O governo de Minas incluiu a Construtora Coesa, atual nome da OAS, na “lista suja” de fornecedores impedidos de licitar e contratar com o Estado.
A decisão foi assinada pelo Controladora-Geral do Estado, Marcela Oliveira Dias, e oficializada no sábado (18). A inclusão da construtora na lista acontece por conta do rompimento do acordo de leniência entre a empresa e o governo de Minas.
Em setembro, o governo havia rejeitado um recurso da Coesa para impedir a rescisão do acordo.
Empresa parou de pagar parcelas
A rescisão do acordo aconteceu porque a Coesa parou de pagar as parcelas devidas e não apresentou garantias financeiras exigidas para o parcelamento dos valores. A Controladoria-Geral anunciou o rompimento do acordo em janeiro de 2025.
A construtora recorreu duas vezes da decisão, mas não conseguiu reverter a rescisão. O primeiro recurso foi rejeitado em fevereiro. O segundo também foi negado porque, segundo apuração de O Fator, não apresentava garantias de pagamentos dos valores em atraso nem contemplava nova proposta de quitação.
Com a rescisão mantida, a Coesa terá que pagar R$ 97,6 milhões ao Estado. O valor resulta da atualização monetária do montante principal de R$ 65,6 milhões, acrescido de multas por atraso e corrigido pela taxa Selic. O acordo original previa o pagamento de R$ 42 milhões divididos em 19 parcelas anuais.

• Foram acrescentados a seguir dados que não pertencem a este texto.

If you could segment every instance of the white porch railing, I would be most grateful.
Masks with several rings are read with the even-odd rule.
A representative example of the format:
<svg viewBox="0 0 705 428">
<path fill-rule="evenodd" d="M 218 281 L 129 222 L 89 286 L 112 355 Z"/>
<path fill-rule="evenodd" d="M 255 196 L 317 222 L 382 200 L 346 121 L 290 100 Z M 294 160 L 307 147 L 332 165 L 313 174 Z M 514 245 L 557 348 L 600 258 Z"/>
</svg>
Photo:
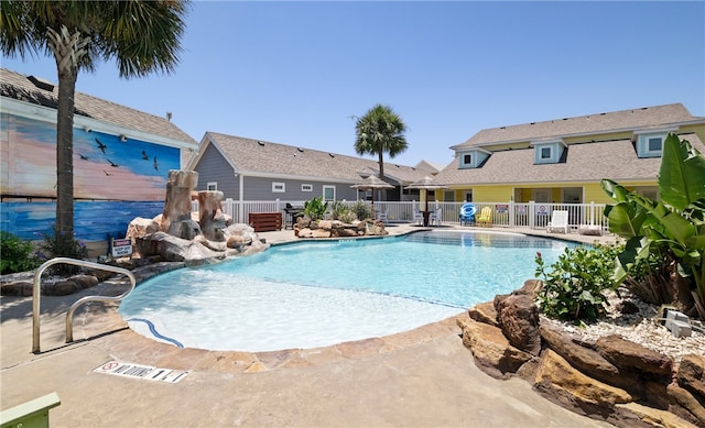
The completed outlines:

A cobrança inclui R$ 30,5 milhões de ressarcimento por lucro e vantagem indevida, R$ 30,5 milhões em multas baseadas na Lei de Improbidade Administrativa e R$ 4,5 milhões por dano moral coletivo.
Os recursos serão distribuídos entre três destinatários. O Tesouro Estadual receberá R$ 81,8 milhões, a Cemig ficará com R$ 8,9 milhões e o Ministério Público de Minas Gerais receberá R$ 6,8 milhões.
Fraudes na Cidade Administrativa
O acordo de leniência foi assinado após o Ministério Público investigar fraudes em licitações, formação de cartel, pagamento de propina a agentes públicos e dano ao erário durante a construção da Cidade Administrativa e em obras da Cemig.
No documento firmado em 2022, a Coesa reconheceu formalmente os crimes e se comprometeu a colaborar com as autoridades e aprimorar seu programa de integridade. Com a rescisão, a empresa perdeu todos os benefícios negociados.
A construtora enfrentará múltiplas sanções. Além da proibição de contratar com o poder público e da inclusão no CAFIMP, a Coesa será excluída de benefícios e incentivos fiscais, inscrita no Cadastro Nacional de Empresas Punidas (CNEP) e impedida de celebrar novo acordo de leniência por três anos.